Unnamed: 0,Col1,Col2,Col3
1,10,21,22


In [53]:
# in one line, requires () around expressions
filter_rows = (df['Col2'] - df['Col1'] == 11) & (df['Col1'] < 20)
df[filter_rows]

Unnamed: 0,Col1,Col2,Col3
1,10,21,22


In [54]:
# boolean series constructed from columns, has the same index as the dataframe
filter_rows.index.equals(df.index)

True

## Pandas Indexing with **df\[filter\]** and **df\[filter1\]\[filter2\]**

Pandas makes the use of **df\[filter\]** convenient.  Depending on the filter's datatype, index and values, rows or columns will be selected.  Similarly for **df\[filter1\]\[filter2\]** rows and columns will be selected.

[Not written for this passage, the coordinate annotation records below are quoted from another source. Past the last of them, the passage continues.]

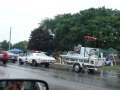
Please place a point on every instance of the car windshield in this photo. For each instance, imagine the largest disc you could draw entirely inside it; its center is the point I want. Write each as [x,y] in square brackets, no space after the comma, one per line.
[71,44]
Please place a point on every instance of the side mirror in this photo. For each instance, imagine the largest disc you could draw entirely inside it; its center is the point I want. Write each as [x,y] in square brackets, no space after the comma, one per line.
[23,84]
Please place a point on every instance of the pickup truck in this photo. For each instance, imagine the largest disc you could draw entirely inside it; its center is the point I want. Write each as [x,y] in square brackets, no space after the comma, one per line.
[36,58]
[3,57]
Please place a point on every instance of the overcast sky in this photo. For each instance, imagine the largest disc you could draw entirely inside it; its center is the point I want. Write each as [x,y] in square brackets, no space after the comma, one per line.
[24,15]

Whether Pandas is selecting rows or columns should be apparent from the context of the code.  If it is not apparent, then **.loc\[row_filter, col_filter\]** or **.iloc\[row_positions, col_position\]** should be used.

**.loc\[row_filter, col_filter\]** and **.iloc\[row_positions, col_position\]** provide all the functionality that **\[filter\]** provides and more.  The choice of which to use is a matter of code clarity.  

Large dataframes may have better performance with **.loc\[row_filter, col_filter\]** and **.iloc\[row_positions, col_position\]** than **df\[filter\]**.